The nationalities of the injured were British, Israeli, Australian and a second American. None of the injuries appeared life threatening, police said.
Extra police have been deployed in the area.
London Mayor Sadiq Khan urged people to remain calm and vigilant.
"I urge all Londoners to remain calm and vigilant. Please report anything to the police. We all have a vital role to play as eyes and ears for our police and security services and in helping ensure London is protected," he said in a statement.
The attack came on the same day that police announced that more armed officers were to be deployed on public patrol as part of anti-terrorism plans.

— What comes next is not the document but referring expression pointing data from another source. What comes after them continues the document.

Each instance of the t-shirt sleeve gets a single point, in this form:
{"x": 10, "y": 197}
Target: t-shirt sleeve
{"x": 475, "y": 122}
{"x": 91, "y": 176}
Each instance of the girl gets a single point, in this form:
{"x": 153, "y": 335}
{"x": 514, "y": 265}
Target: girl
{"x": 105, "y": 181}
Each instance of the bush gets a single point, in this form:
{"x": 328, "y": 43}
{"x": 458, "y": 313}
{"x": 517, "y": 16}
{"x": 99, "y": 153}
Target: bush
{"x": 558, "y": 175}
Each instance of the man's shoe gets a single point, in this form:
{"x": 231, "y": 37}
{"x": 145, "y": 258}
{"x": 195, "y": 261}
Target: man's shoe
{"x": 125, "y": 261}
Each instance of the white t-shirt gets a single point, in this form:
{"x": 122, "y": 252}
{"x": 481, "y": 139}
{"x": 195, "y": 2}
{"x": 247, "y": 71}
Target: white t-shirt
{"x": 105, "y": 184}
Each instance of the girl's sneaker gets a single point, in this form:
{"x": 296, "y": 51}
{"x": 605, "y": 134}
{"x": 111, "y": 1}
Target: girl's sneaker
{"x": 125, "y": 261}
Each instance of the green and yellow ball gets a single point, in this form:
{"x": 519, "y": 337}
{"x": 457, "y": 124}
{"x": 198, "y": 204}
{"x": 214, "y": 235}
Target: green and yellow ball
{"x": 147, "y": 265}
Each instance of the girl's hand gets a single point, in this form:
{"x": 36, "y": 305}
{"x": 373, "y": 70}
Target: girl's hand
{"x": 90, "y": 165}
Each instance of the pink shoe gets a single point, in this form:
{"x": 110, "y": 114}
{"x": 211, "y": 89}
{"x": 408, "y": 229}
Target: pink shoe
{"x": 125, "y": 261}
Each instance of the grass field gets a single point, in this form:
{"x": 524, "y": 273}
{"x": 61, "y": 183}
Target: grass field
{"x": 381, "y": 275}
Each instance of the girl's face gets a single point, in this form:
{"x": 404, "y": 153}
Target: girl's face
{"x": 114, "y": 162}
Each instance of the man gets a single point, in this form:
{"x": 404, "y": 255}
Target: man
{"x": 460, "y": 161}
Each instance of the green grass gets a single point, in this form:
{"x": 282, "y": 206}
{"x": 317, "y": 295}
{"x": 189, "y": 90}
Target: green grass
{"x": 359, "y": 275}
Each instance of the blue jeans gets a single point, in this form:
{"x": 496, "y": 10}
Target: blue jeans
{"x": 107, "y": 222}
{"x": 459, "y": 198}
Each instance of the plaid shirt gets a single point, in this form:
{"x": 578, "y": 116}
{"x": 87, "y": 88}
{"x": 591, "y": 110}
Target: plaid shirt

Russell Square was also the site of a coordinated Islamist attack on July 7, 2005. A bomb was detonated on a train traveling between the King's Cross St. Pancras and Russell Square underground stations, resulting in the deaths of 26 people.
More armed police
London is deploying an extra 600 armed police to join the existing 2,200 firearms officers in the face of 'all manner of threats.' But most of the UK capital's 31,000 police officers are not armed.
Launching the initiative with London's new mayor, Sadiq Khan, Metropolitan Police chief Bernard Hogan-Howe said, "You need firearms officers who will use force to stop those attackers."
After terrorist attacks in France and in southern Germany in the last month, the UK is also on high alert. The country has not had a major terror attack since 2005, but reports suggest it remains a target.
"Anyone who's been following events in Europe over the past few weeks will understand why we want to show our determination to protect the public," Hogan-Howe said.
"In some of our big iconic locations, we've already got armed patrols - if you look at Parliament, Downing Street - so it's not entirely new," he said. "I think people understand that where you are going to have people as enemies who've got guns, we've got to have guns."
Khan told reporters that while Britain's "severe" threat level remained unchanged, "in light of recent deadly attacks in Europe it is important we are prepared should the unthinkable happen," he said ahead of the initial police deployment on Thursday.
"We will see more armed officers on our streets, but there is no reason to be alarmed," Khan said. "All of our police officers are playing their part and working closely with all of our communities to prevent the possibility of an attack."